L’enjeu révèle « le marasme » et l’extrême-vulnérabilité, notamment financière, des collectivités locales dans le paysage politique actuel : « Aujourd’hui, les collectivités sont tellement exsangues fiscalement qu’elles ont intérêt à bétonner pour se créer des rentrées fiscales, à travers la création de bureaux ou d’activités économiques – de surcroît dans un contexte libéral de mise en concurrence permanente entre elles. Les projets Amazon, c’est aussi tout simplement un moyen de pouvoir refaire la cantine, on en est là… », tempête Alma Dufour. Potentielle candidate aux législatives pour la France insoumise, dont elle a rejoint le mois dernier le parlement de l’Union populaire, elle appelle ainsi à renforcer substantiellement les dotations aux collectivités, véritable levier de la lutte contre l’artificialisation.

À l’heure de ce bilan, il ne reste guère qu’une avancée significative à mettre véritablement au bénéfice de ce quinquennat : l’inscription de cette thématique à l’agenda de l’opinion publique. « C’est sûr qu’il y a encore 5 ou 10 ans, ce n’était pas vraiment un sujet grand public, c’est le moins que l’on puisse dire », admet Coline Sovran. S’il reste encore du chemin pour en faire une priorité à la hauteur de l’urgence, Alma Dufour dit constater « une impulsion politique beaucoup plus forte sur ce sujet ». Mais là aussi, Emmanuel Macron en est bien indirectement responsable : « C’est parce que le moratoire sur les zones commerciales faisait partie des revendications qui ont émergé du mouvement des Gilets jaunes, et parce que la Convention citoyenne pour le climat a ensuite associé ce sujet à l’enjeu d’artificialisation des terres pour travailler cette problématique de façon globale, que le sujet a fini par s’imposer un peu plus durablement à la table du président. » Pour le résultat qu’on connaît, donc.

Barnabé Binctin
Illustration de une : « Déforestation, plantation, ZAD », par Agnès Stienne sur Vision Carto
Infographies : Guillaume Seyral

Notes

[1Selon ce rapport publié l’année dernière par le service statistique du ministère, Agreste.

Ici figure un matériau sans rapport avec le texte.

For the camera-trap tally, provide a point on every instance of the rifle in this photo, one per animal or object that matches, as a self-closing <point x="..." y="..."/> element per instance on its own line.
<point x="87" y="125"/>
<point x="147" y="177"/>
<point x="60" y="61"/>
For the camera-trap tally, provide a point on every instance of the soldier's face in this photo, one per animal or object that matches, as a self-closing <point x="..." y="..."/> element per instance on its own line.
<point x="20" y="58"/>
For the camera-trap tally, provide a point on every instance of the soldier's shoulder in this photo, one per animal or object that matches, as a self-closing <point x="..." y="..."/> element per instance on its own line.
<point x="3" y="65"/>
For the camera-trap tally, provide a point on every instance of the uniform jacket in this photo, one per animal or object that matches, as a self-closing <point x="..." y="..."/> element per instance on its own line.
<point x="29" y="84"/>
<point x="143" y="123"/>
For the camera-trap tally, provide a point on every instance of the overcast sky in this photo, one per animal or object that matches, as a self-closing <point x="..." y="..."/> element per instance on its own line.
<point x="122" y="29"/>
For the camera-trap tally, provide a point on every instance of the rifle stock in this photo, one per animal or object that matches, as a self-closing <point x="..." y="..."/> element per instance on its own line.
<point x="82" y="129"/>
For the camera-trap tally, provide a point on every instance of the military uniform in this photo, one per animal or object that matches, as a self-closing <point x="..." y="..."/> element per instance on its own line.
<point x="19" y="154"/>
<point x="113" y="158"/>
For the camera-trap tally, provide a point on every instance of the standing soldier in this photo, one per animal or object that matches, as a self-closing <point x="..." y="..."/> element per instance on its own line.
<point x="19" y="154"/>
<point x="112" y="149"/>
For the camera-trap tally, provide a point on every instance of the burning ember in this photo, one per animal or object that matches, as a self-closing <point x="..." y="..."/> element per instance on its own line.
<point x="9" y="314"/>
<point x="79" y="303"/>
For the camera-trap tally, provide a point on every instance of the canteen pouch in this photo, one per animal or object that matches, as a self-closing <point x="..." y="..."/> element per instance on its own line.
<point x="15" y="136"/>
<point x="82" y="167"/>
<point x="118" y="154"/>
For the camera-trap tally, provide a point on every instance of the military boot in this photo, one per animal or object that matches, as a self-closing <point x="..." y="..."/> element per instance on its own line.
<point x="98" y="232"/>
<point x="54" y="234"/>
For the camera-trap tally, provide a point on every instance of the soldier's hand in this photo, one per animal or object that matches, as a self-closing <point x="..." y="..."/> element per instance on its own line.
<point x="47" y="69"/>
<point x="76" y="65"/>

[2Devant les infrastructures de transports (28 %) et les zones d’activité économiques (14 %). Chiffres issus d’un rapport piloté par France Stratégie.

[3Objectif établi par rapport aux dix dernières années écoulées. Officiellement, la loi stipule ainsi que « le rythme de l’artificialisation des sols dans les dix années suivant la promulgation de la présente loi doit être tel que, sur cette période, la consommation totale d’espace observée à l’échelle nationale soit inférieure à la moitié de celle observée sur les dix années précédant cette date ».